Metastatic pheochromocytoma and paraganglioma: somatostatin receptor 2 expression, genetics and therapeutic responses

Context
Pheochromocytomas/paragangliomas (PPGLs) with pathogenic mutations in the succinate dehydrogenase subunit B (SDHB) are associated with a high metastatic risk. Somatostatin receptor 2 (SSTR2)-dependent imaging is the most sensitive imaging modality for SDHB-related PPGLs, suggesting that SSTR2 expression is a significant cell surface therapeutic biomarker of such tumors.
Objective
Exploration of the relationship between SSTR2 immunoreactivity and SDHB immunoreactivity, mutational status, and clinical behavior of PPGLs. Evaluation of SSTR-based therapies in metastatic PPGLs.
Design
Retrospective analysis of a multicenter cohort of PPGLs.
Setting
Six specialized Endocrine Tumor Centers in Germany, the Netherlands and Switzerland.
Patients
Patients with PPGLs participating in the ENSAT registry.
Methods
Clinical data were extracted from medical records and immunohistochemistry (IHC) for SDHB and SSTR2 was performed in patients with available tumor tissue. Immunoreactivity of SSTR2 was investigated using Volante scores.
Main outcome measure
Association of SSTR2 IHC positivity with genetic and clinic-pathological features of PPGLs.
Results
Of 202 patients with PPGLs, 50% were SSTR2 positive. SSTR2 positivity was significantly associated with SDHB- and SDHx-related PPGLs, with the strongest SSTR2 staining intensity in SDHB-related PPGLs (p=0.01). Moreover, SSTR2 expression was significantly associated with metastatic disease independent of SDHB/SDHx mutation status (p<0.001).

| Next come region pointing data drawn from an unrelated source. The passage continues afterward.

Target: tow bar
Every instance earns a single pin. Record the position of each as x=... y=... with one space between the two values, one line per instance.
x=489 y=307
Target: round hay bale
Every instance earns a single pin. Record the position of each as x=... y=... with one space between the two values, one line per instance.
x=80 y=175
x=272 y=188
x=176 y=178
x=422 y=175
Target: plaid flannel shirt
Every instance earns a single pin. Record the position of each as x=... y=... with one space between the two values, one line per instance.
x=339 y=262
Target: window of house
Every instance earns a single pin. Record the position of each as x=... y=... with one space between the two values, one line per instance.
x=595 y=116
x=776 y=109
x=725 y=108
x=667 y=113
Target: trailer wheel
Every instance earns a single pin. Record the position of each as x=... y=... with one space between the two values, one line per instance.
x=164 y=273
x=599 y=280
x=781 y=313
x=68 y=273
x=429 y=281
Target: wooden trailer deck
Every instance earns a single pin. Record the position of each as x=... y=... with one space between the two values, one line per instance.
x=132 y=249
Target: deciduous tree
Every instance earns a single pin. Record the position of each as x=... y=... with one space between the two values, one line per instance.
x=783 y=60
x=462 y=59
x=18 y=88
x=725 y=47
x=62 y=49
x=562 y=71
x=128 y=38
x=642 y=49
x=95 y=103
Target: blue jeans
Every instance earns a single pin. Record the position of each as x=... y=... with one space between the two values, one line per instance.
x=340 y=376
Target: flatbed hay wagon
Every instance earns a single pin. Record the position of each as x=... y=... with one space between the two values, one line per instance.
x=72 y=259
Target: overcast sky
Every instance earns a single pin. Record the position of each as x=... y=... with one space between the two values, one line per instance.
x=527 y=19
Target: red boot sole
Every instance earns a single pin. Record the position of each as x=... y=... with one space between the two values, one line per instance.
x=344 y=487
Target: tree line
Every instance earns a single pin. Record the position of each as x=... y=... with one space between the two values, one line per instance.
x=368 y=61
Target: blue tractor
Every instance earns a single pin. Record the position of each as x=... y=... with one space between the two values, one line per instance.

In metastatic PPGLs, the disease control rate with first-line SSTR-based radionuclide therapy was 67% (n=22, n=11 SDHx), and with first-line “cold” somatostatin analogs 100% (n=6, n=3 SDHx).
Conclusions
SSTR2 expression was independently associated with SDHB/SDHx mutations and metastatic disease. We confirm a high disease control rate of somatostatin receptor-based therapies in metastatic PPGLs.